Hierarchical Slope Position identifies topographic exposure (ridge, slope,
valley bottom, etc) by applying moving windows with increasing radii to a
digital elevation model (DEM) (Murphy et al. 2010). The exposure is a
ridge if the elevation of the center cell in the window is higher than the
average of the cells in the window. The opposite case corresponds to a
valley bottom or toe slope. Hierarchical integration is done by starting
with exposure values for the largest (user defined) window and adding
values from smaller windows if their absolute standardized values exceed
the values of the larger scale map. The variable was calculated using the
Geomorphometry and Gradient Metrics (version 2.0) for ArcGIS (Evans et al.

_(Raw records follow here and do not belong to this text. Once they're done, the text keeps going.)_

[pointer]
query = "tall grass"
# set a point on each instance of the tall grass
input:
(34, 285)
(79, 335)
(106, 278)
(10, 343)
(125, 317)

2014) using windows of radii between 2 and 10 pixels with increments of
two pixels. Slope position was measured by subtracting the Slope Position
average neighbor values from a focal value. Positive values indicate that
the central point is located higher than its average surroundings, while
negative indicates a position lower than the average. The range of the
metric depends not only on differences but also on the defined
neighborhood. This metric is also referred to as Topographic Position
Index (TPI) (Guisan et al. 1999). Digital elevation models (DEM) measures
the bare-earth surface based on raster grids of the elevation between two
or more points. We obtained data for Ecuadorian Amazon from the SRTM
90-meter resolution Digital Elevation Model developed by the NASA. We
concatenated the different mosaics of topography in ArcMap 10.5.1 using
the Spatial Statistics tool. Land cover information was obtained from a
mosaic of Landsat images for the period 2010-2014 that had been created
for the Ministry of the Environment of Ecuador. The mosaic was was created
using the approach described in Hansen et al. (2013) that includes (i)

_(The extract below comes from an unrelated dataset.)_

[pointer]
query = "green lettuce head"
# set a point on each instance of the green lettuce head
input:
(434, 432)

image resampling, (ii) conversion of raw digital values (DN) to top of
atmosphere (TOA) reflectance, (iii) cloud/shadow/water screening and
quality assessment (QA), and (iv) image normalization. A principal
components analysis was performed using the three RGB bands of the mosaic
and the first component, that explained 96.4% of the variance, was used
for further analysis. For each plot, a set of circular buffers with areas
of 0.5 km2, 5 km2 and 50-100 km2. Descriptive statistics were calculated
for each variable at each scale defined by the buffer areas using zonal
statistics tools in ArcGIS. Climatic variables In order to assess the role
of climatic variables in the patterns of taxonomic and phylogenetic
turnover we used 19 climatic variables from Bioclim at 30 seconds of
resolution as an initial set of variables.